Si legga qualche parola di Hegel sulla dialettica:
Alcune note conclusive. Innanzitutto si deve notare come in Hegel l’agire della Ragione è ben diverso da quel ‘generare antinomie’ di cui parlava Kant; seppure in un certo senso qualcosa di simile vi sia, visto che la Ragione dialettica costituisce la contraddizione che poi viene risolta dalla Ragione speculativa. In secondo luogo è interessante notare la profondità e la bellezza del pensiero hegeliano, in particolare rispetto alla dialettica. Il risultato speculativo non è semplicemente ‘positivo’ ma è un significato accresciuto rispetto alla determinazione e al suo opposto; in altre parole Hegel ci dice che quando la determinazione incontra il suo opposto, se è abbastanza ragionevole da riconoscere sé stessa nell’altro, può dar vita a qualcosa di più ‘ricco’ e più ‘complesso’, un nuovo significato all’interno del quale la determinazione e il suo opposto sono entrambi custoditi e salvi, e concorrono a costituire qualcosa che è più di loro. Ancora, Hegel ci dice che la verità non è qualcosa di fisso, da sempre presente ed immutabile, che magari qualcuno può rivendicare come proprietà esclusiva; la verità si costruisce, è il risultato di tutto il processo dialettico che la precede, quello stesso processo che fa incontrare gli opposti e li eleva ad unità che li salvaguarda e li arricchisce. Ancora, Hegel compie il passaggio da una logica confutativa ad una logica rivelativa: non si procede negando ed eliminando le posizioni fino a che non ne rimane una sola, la quale è ritenuta per questo vera; la verità appare nel percorso dialettico, nel quale nulla va perso, nulla viene escluso, nulla viene cancellato ma tutto viene salvato, posto in relazione con tutto il resto – persino con il suo opposto –, per essere arricchito e valorizzato.
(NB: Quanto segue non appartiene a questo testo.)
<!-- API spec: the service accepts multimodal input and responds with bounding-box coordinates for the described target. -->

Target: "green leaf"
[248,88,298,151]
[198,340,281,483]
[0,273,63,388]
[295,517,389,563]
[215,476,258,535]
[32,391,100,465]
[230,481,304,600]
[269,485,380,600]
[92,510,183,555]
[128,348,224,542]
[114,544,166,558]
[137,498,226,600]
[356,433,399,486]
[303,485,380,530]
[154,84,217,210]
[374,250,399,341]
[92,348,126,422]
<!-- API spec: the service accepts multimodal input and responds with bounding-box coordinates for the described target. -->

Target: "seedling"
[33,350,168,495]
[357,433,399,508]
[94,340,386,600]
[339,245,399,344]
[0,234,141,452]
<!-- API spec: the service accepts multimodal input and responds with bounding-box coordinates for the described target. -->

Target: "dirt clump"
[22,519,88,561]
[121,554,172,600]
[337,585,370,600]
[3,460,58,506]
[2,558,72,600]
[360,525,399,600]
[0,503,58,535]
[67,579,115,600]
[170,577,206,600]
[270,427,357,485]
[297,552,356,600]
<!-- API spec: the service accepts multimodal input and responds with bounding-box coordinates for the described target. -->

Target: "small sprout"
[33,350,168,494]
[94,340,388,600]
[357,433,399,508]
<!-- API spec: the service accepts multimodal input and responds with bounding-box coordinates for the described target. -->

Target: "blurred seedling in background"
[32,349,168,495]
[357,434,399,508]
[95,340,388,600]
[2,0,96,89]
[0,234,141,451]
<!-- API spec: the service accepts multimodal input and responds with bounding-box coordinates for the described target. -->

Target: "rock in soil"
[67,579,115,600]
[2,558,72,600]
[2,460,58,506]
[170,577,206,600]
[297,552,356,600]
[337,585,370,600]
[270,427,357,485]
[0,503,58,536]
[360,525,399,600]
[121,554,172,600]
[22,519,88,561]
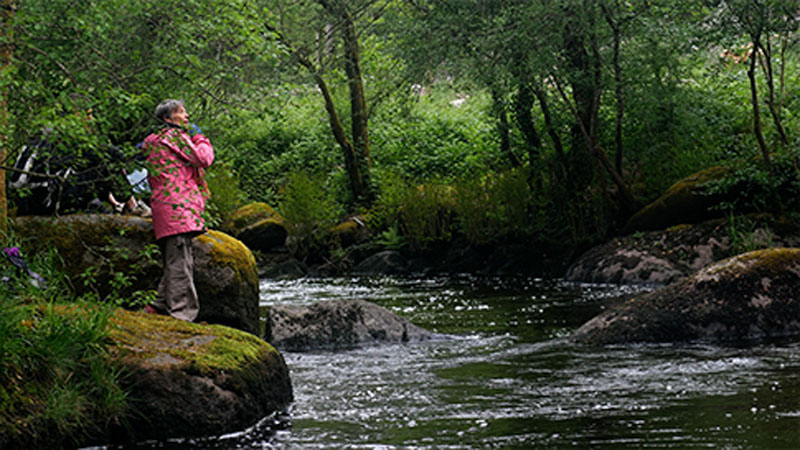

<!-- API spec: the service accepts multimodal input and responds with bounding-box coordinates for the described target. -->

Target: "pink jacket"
[144,128,214,240]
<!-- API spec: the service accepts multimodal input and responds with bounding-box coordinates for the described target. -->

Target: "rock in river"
[573,248,800,345]
[267,300,439,351]
[110,310,292,441]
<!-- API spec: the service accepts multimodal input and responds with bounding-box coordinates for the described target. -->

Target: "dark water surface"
[108,277,800,449]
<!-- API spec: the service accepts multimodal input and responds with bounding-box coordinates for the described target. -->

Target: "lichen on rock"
[110,310,292,440]
[573,248,800,345]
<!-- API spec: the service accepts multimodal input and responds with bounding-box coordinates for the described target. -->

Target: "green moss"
[111,309,277,375]
[197,230,258,285]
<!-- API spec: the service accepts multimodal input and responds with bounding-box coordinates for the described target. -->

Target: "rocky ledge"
[573,248,800,345]
[101,310,292,441]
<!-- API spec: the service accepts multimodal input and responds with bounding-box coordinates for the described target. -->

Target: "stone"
[109,309,293,441]
[222,202,288,252]
[14,214,260,334]
[622,166,729,234]
[266,300,441,352]
[572,248,800,345]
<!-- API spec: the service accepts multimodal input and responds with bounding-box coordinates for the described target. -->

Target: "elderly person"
[143,100,214,322]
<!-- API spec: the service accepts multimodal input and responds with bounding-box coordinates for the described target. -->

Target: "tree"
[0,0,15,234]
[266,0,389,203]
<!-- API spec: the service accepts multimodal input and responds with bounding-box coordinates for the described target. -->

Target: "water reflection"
[97,277,800,449]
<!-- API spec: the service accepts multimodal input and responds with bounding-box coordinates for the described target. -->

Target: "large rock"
[14,214,260,334]
[565,220,731,284]
[623,166,729,233]
[267,300,440,351]
[110,310,292,441]
[223,202,288,251]
[573,248,800,345]
[565,214,800,284]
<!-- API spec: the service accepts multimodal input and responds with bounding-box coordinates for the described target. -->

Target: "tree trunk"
[514,81,542,168]
[265,14,367,200]
[601,5,625,174]
[747,36,772,175]
[318,0,371,202]
[0,0,15,232]
[491,89,520,167]
[761,36,789,147]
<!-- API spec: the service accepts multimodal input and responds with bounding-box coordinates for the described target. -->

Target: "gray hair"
[155,99,185,122]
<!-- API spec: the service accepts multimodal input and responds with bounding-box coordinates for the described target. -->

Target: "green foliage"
[704,154,800,215]
[0,248,127,448]
[80,229,161,309]
[728,213,774,256]
[205,161,245,228]
[455,170,533,244]
[277,172,341,257]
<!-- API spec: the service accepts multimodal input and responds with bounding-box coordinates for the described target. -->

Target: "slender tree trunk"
[0,0,15,232]
[491,89,520,167]
[761,36,789,147]
[265,14,367,200]
[318,0,371,202]
[601,5,625,173]
[514,81,542,168]
[747,36,772,175]
[532,86,569,179]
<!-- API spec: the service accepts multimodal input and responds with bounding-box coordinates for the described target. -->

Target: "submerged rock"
[267,300,440,351]
[110,310,293,441]
[573,248,800,345]
[14,214,260,334]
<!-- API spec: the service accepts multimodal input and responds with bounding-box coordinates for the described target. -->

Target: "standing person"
[143,100,214,322]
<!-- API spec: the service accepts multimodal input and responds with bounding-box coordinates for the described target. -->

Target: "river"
[128,276,800,449]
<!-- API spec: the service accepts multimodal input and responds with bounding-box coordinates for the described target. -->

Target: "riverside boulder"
[266,300,440,352]
[572,248,800,345]
[110,310,293,441]
[14,214,260,334]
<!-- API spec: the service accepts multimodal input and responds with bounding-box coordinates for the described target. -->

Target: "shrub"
[455,170,532,244]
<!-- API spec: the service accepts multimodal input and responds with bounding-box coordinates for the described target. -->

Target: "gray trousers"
[154,233,200,322]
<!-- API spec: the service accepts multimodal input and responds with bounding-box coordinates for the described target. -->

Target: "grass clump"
[0,246,127,449]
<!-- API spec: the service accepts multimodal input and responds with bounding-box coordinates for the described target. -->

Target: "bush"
[0,248,127,448]
[455,170,532,244]
[278,172,341,257]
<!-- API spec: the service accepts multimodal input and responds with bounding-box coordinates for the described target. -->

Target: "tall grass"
[0,246,127,449]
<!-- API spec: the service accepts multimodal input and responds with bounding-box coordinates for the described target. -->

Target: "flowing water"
[122,277,800,449]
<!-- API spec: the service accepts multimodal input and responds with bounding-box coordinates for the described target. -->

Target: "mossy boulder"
[565,220,731,284]
[623,166,729,234]
[565,214,800,284]
[266,300,441,351]
[573,248,800,345]
[14,214,260,334]
[110,309,293,441]
[223,202,288,251]
[331,216,370,247]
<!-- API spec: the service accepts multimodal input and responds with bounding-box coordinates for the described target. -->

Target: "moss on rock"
[104,310,292,440]
[623,166,730,233]
[14,214,260,334]
[223,202,283,235]
[574,248,800,344]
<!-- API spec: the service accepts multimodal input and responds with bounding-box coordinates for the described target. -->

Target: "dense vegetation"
[0,0,800,446]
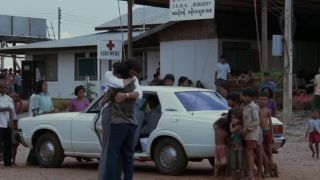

Nulla è al di fuori del processo, e questo processo – che è l’Assoluto, la totalità delle contraddizioni, la totalità delle relazioni speculative – è eterno ed eternamente in movimento. Si tratta del cammino della verità e della Liberta al quale tutti noi – nessuno escluso – apparteniamo.
[1] https://lalivellamagazine.com/dal-criticismo-all-idealismo/
[2] Georg W. F. Hegel, Scienza della Logica, trad. di Arturo Moni, rev. della trad. e Nota Introduttiva di Claudio Cesa, Laterza, Roma-Bari, 2 voll., Prefazione alla prima edizione, vol. I, pp. 6-7.